These delightful mini muffins achieve a moist, melt-in-your-mouth texture without a trace of all-purpose flour. The secret? Pulsing rolled oats into a fine powder creates a wholesome base for these diminutive treats. With their dense, gooey consistency and delicately sweet flavor, these muffins are perfect as a quick snack or a wholesome addition to your morning routine.
Crafting Miniature Confections
Ingredients:
- 1 ½ cups rolled oats (ensure gluten-free if necessary)
- 1 teaspoon baking powder
- ¼ teaspoon baking soda
- ¼ teaspoon salt
- 2 large eggs
- 1 cup mashed ripe banana (about 2 medium-large)

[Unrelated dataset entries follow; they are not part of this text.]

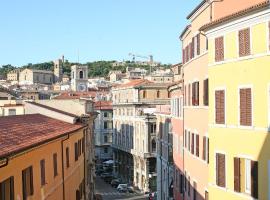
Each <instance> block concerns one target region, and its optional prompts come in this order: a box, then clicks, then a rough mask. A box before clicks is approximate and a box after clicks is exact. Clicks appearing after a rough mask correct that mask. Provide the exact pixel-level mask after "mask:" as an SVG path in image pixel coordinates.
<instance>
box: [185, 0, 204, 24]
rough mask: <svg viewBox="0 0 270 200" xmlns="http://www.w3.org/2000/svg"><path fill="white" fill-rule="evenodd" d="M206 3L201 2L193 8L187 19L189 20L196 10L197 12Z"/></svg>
mask: <svg viewBox="0 0 270 200" xmlns="http://www.w3.org/2000/svg"><path fill="white" fill-rule="evenodd" d="M206 2H207V1H206V0H203V1H202V2H201V3H200V4H199V5H198V6H196V8H194V9H193V10H192V11H191V13H190V14H189V15H188V16H187V19H190V17H191V16H192V15H193V14H194V13H195V12H197V10H199V9H200V8H201V7H202V6H203V5H204V4H205V3H206Z"/></svg>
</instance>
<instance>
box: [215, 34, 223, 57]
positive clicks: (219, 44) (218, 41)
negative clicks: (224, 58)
mask: <svg viewBox="0 0 270 200" xmlns="http://www.w3.org/2000/svg"><path fill="white" fill-rule="evenodd" d="M223 60H224V39H223V37H218V38H216V39H215V61H216V62H219V61H223Z"/></svg>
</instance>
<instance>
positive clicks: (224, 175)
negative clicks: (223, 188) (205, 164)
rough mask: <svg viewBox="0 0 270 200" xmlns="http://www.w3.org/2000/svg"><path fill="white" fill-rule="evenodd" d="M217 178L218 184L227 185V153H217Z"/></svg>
mask: <svg viewBox="0 0 270 200" xmlns="http://www.w3.org/2000/svg"><path fill="white" fill-rule="evenodd" d="M216 163H217V166H216V180H217V185H218V186H220V187H225V186H226V173H225V155H224V154H220V153H217V154H216Z"/></svg>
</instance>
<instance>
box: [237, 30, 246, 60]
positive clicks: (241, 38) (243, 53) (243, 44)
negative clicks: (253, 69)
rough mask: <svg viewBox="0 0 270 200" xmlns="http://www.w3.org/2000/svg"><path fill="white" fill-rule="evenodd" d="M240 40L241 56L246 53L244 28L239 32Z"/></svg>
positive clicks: (239, 46) (242, 55)
mask: <svg viewBox="0 0 270 200" xmlns="http://www.w3.org/2000/svg"><path fill="white" fill-rule="evenodd" d="M238 40H239V41H238V42H239V56H240V57H242V56H244V55H245V50H244V48H245V41H244V32H243V30H241V31H239V33H238Z"/></svg>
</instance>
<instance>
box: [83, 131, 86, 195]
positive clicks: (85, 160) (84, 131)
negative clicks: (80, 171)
mask: <svg viewBox="0 0 270 200" xmlns="http://www.w3.org/2000/svg"><path fill="white" fill-rule="evenodd" d="M83 137H84V144H83V145H84V147H83V148H84V152H83V180H84V183H83V187H84V190H83V191H84V195H83V196H84V200H86V187H85V181H86V180H85V174H86V172H85V163H86V158H85V157H86V156H85V154H86V151H87V149H86V145H85V143H86V131H85V129H84V131H83Z"/></svg>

- ⅓ cup packed brown sugar
- 3 tablespoons canola oil
- 1 teaspoon vanilla extract
- ½ cup mini chocolate chips
Directions:
- Preheat your oven to 350 degrees F (175 degrees C). Lightly grease a 24-cup mini muffin tin with cooking spray.
- In a blender, pulse the rolled oats until finely ground. Add the baking powder, baking soda, and salt; pulse once or twice to combine.

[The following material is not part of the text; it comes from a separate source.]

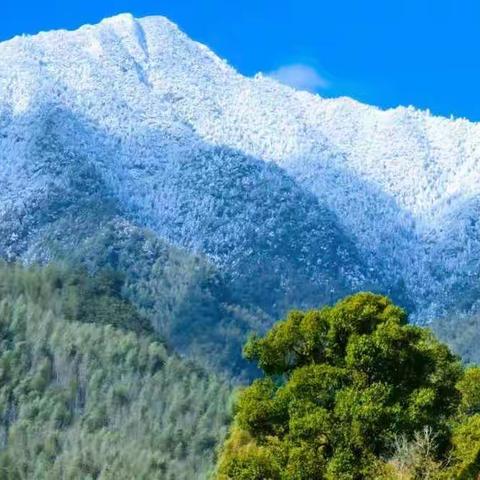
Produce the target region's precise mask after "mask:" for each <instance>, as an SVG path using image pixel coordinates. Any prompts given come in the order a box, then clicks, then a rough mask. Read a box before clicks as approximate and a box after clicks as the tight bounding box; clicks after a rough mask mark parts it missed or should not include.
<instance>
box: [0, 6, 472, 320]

- Add the eggs, mashed banana, brown sugar, oil, and vanilla extract to the blender. Purée until the mixture is completely smooth.

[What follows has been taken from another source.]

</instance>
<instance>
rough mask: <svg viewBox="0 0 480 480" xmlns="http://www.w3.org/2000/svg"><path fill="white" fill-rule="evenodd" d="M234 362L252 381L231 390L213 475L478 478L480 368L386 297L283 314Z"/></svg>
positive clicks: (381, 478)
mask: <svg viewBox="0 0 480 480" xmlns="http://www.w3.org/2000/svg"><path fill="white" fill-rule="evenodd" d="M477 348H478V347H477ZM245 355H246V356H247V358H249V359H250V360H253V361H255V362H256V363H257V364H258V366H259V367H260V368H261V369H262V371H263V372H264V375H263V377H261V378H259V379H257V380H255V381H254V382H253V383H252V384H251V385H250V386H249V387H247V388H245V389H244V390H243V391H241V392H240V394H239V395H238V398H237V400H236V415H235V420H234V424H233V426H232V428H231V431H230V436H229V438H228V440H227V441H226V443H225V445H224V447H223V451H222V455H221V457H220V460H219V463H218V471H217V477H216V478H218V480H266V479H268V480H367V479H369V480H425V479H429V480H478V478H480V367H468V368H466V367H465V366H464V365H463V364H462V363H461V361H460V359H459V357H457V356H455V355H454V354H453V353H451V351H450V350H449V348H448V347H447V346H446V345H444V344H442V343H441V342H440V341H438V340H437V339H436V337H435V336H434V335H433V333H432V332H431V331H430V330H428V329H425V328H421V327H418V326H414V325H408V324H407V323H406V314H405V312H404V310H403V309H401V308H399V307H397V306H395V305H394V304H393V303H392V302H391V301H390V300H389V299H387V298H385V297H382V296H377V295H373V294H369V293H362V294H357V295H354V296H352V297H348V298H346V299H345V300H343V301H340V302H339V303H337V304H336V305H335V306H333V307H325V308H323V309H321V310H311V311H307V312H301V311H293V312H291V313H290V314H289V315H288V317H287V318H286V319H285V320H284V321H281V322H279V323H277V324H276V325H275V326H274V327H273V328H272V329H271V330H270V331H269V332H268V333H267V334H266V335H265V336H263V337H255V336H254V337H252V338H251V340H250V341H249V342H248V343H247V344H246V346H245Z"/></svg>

- Stir in the chocolate chips.
- Fill the prepared muffin cups with the batter.
- Bake until a toothpick inserted into the center emerges clean, 15 to 17 minutes.
- Let the muffins cool in the tin on a wire rack for 5 minutes before transferring them to the rack to cool completely.
A Note for Gluten Sensitivity
Individuals with celiac disease or gluten sensitivity should opt for oats explicitly labeled gluten-free, as cross-contamination with wheat and barley can occur during processing.